Das Landessozialgericht (LSG) Berlin-Brandenburg hat mit Urteil vom 29. September 2014 – L 9 KR 389/12 – entschieden, dass ein Krankengeldanspruch in solchen Fällen trotz des für die Freistellungsphase erhobenen ermäßigten Beitragssatzes ein Krankengeldanspruch nicht ausgeschlossen sei. Vielmehr entstünde der Krankengeldanspruch trotzdem und ruhe nur für die Dauer der bezahlten Freistellung. Scheide der Versicherte nach dem Ende der Beschäftigung nicht aus dem Erwerbsleben aus, so würde mit dem Ende der Beschäftigung ein Krankengeldanspruch aufleben und die Mitgliedschaft nach § 192 Abs. 1 Nr. 2 SGB V fortbestehen. Der Krankengeldanspruch ergebe sich aus §§ 44 und 46 SGB V und nicht daraus, welcher Beitragssatz gezahlt worden sei.
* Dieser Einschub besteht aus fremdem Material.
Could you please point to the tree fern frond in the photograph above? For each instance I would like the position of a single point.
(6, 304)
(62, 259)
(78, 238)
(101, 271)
In der Fachkonferenz Leistungs- und Beziehungsrecht am 19./20. März 2015 kamen die Besprechungsteilnehmer überein, dem vorgenannten LSG-Urteil grundsätzlich zu folgen. Demzufolge kann für Arbeitnehmer, die unter Fortzahlung der Bezüge bis zum Ende des vereinbarten Beschäftigungsverhältnisses freigestellt werden, aber im direkten Anschluss nicht aus dem Erwerbsleben ausscheiden, ein Krankengeldanspruch während der Freistellungsphase entstehen. Dauert in diesen Fällen die Arbeitsunfähigkeit über das Ende des Arbeitsverhältnisses an, kommt es grundsätzlich zum Bezug von Krankengeld.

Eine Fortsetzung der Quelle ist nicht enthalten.